Improved internet, telecommunications services under US$17M GRIF project – hinterland, poor and remote communities to benefit
DPI, GUYANA, Monday, February 19, 2018
Residents in hinterland, poor and remote communities will benefit from improved and increased internet access and telecommunications services through the Hinterland E-Services, E-Access Project. This programme will be executed under the US$17M Guyana REDD+ Investment Fund (GRIF) and managed by the United Nations Development Programme (UNDP).
Minister of Public Telecommunications, Catherine Hughes, speaking with the Department of Public Information (DPI) following an outreach to Upper Takutu-Upper Essequibo (Region Nine), said the ultimate goal is to improve telecommunications and internet access in communities and more so, to bring services to communities that are without.

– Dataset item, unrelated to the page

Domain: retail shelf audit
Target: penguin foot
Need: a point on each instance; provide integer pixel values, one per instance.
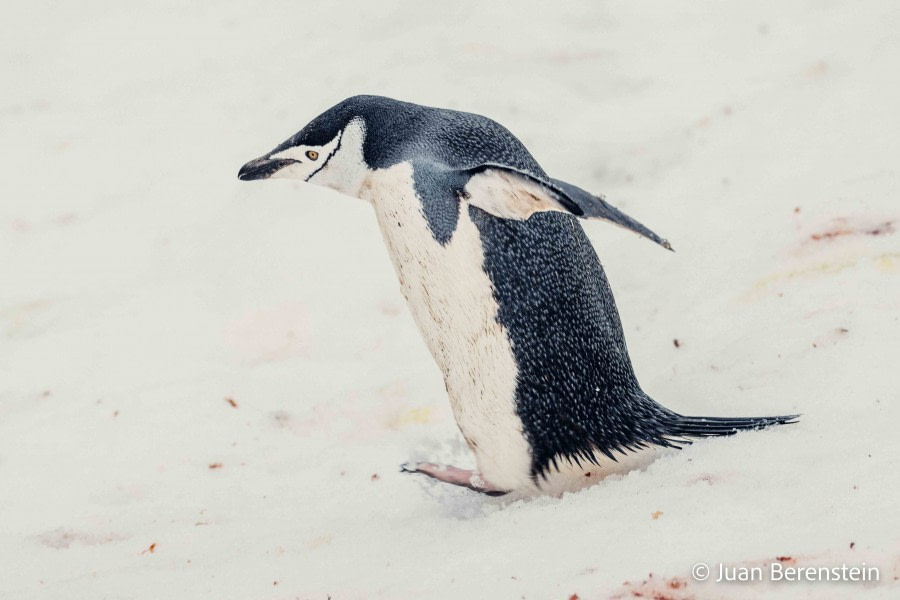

The Minister explained the project has the solar panel and training components and also entails topics such as steps to using a computer, how to send email, create a Facebook page, among others.
During a meeting with the regional administration in Lethem on February 15, 2018, concerns were raised by Region Nine Chairman, Brian Allicock that when computers are distributed, there is limited to no training provided and the devices are often not utilised in many instances.
Minister Hughes assured that basic and advanced training will be conducted under the GRIF-funded project.
“We are very excited that with this funding, we are also going to be able to create community ICT hubs and those community ICT hubs, we’ve done 91 on the Coast, but again, this is what we are trying to bring to communities here [Region 9].”
There are numerous possibilities for families to communicate, the minister highlighted, citing the example of parents being able to contact their children who may be in residential schools and residents in far-flung areas being able to contact relatives in Georgetown or even in other countries.
Minister Hughes pointed to the benefits to be accrued by the economy, Education, Health and importantly entrepreneurship, as a result of improved internet access.
“Improved and increased internet access to any individual or any population has a direct effect on the functioning of the country, your Gross National Product and that is because it allows individuals to benefit from learning opportunities. Distance learning in the areas of health, there is telemedicine.”
Minister Hughes and her team which included Chairman of the National Data Management Authority (NDMA) Floyd Levi, Director of Community Development and Social Management, Phillip Walcott of the NDMA, Outreach Coordinator Donnella
Collison and Technical Officer, Catherine Martin of the Public Telecommunications Ministry conducted a three-day outreach in several communities in the region and Fairview in Region Eight.
The Public Telecommunications Minister said the trip has been very positive and emotional is some respect.
“Emotional because when you consider that some of these communities don’t even have a telephone signal. That is why it was so important to pass that legislation [Telecommunications Act] and we continue to work hard and fast to put things in place because we have to find creative ways of getting more telephone services into areas, where some of the telephone companies feel there is not a big enough economic return.”
The Minister further explained that the new legislation has a Universal Service Fund, where companies that are given licenses can contribute to the fund, which will then be used to provide telecommunications services to underserved areas.
Minister Hughes said the trip also revealed that in many indigenous communities the residents know and understand the value of connectivity, but have not had the access to the services.
“The good thing is that you don’t have to sell the concept of why there needs to be internet connectivity. Most of them have phones, it’s just that they can’t use it but as they travel they are able to go to areas that have internet and they’re texting.”
The most productive aspect of the outreach, the Telecommunications Minister said, was the fact that in at least three communities, there are buildings dedicated for use as community ICT hubs, some of which were constructed and wired since 2013/2014, but no service was provided.
While the Minister regrets that nothing was done for so many years, she said that “it’s a plus to know that there is some infrastructure there”.
Minister Hughes reiterated that the aim is to connect the smaller communities that may have fewer people but still need access if equal opportunities are to be provided in the Hinterland as on the Coastland.